Este martes, Cienciano recibe a Montevideo City Torque por la Copa Sudamericana, y una fracción de los fanáticos intenta seguir el encuentro sin costo a través de Tarjeta Roja, una aplicación no disponible en las tiendas oficiales. Detrás de esa propuesta gratuita, aparecen varios peligros que organizaciones de ciberseguridad y organismos especializados llevan tiempo señalando: posibles infecciones de malware, robo de datos personales y, en ciertos casos, problemas legales para quienes la utilizan.

Tarjeta Roja no figura en Google Play ni en la App Store, lo que empuja a los usuarios a descargarla desde sitios web de procedencia dudosa y fuera de los controles de seguridad habituales. Según ESET, esa carencia de filtros convierte este tipo de apps en canales habituales para la distribución de software malicioso, capaz de comprometer tanto el dispositivo como la información que contiene.

El riesgo va más allá del acceso no autorizado al partido. Estas aplicaciones suelen pedir permisos que exceden lo necesario para la transmisión, y al aceptarlos, el usuario facilita la instalación de malware, spyware o troyanos. En concreto, ver la Copa Sudamericana mediante Tarjeta Roja podría dejar el equipo expuesto a software malicioso que robe datos personales, permita vigilancia remota o incluso tome control del dispositivo, sin mecanismos de seguridad que lo contengan.

ESET señala, además, que estas plataformas pueden facilitar el robo de información personal y la vigilancia remota, llegando incluso a afectar a toda la red doméstica si hay otros dispositivos conectados a la misma red.

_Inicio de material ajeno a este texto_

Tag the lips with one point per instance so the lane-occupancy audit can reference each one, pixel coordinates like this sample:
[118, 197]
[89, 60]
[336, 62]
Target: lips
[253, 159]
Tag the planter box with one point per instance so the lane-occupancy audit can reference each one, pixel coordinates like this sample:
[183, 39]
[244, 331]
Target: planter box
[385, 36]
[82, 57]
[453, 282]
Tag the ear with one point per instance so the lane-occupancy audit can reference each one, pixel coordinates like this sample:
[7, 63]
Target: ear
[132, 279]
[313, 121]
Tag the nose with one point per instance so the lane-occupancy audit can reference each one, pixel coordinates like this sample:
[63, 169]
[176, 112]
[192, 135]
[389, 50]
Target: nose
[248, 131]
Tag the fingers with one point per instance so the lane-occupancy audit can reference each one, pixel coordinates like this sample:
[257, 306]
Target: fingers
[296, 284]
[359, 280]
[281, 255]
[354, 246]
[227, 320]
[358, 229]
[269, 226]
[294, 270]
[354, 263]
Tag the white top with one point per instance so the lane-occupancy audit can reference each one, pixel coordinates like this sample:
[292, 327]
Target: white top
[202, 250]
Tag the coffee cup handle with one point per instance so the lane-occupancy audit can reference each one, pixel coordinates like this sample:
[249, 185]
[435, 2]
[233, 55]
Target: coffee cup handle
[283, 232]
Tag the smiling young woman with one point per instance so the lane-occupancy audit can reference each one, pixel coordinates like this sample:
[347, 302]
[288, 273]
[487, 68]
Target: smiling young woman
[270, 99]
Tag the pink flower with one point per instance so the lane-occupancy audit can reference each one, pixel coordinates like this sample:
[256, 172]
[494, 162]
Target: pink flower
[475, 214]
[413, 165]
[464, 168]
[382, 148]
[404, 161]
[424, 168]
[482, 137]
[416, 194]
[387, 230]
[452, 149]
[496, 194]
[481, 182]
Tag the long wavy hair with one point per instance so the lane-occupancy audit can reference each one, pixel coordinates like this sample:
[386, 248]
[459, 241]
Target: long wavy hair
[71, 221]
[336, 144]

El Instituto Nacional de Ciberseguridad de España (INCIBE) advierte que muchas apps diseñadas para ver fútbol online solicitan permisos que no guardan relación con su función, como acceso a la cámara, a los contactos, a la ubicación o a los mensajes. Esta recopilación de datos suele ocurrir sin que el usuario lo note, y al instalar apps fuera de las tiendas oficiales se pierde la protección de los filtros de seguridad que sí ofrecen Google Play Store y App Store.

El INCIBE recomienda revisar los permisos que solicita cada aplicación y desconfiar de aquellas que exigen accesos innecesarios para su funcionamiento. Una vez concedidos, estos permisos pueden permitir la recopilación de datos de contactos, mensajes o incluso del micrófono y la cámara, elevando el riesgo para el usuario y para otros dispositivos conectados a la misma red.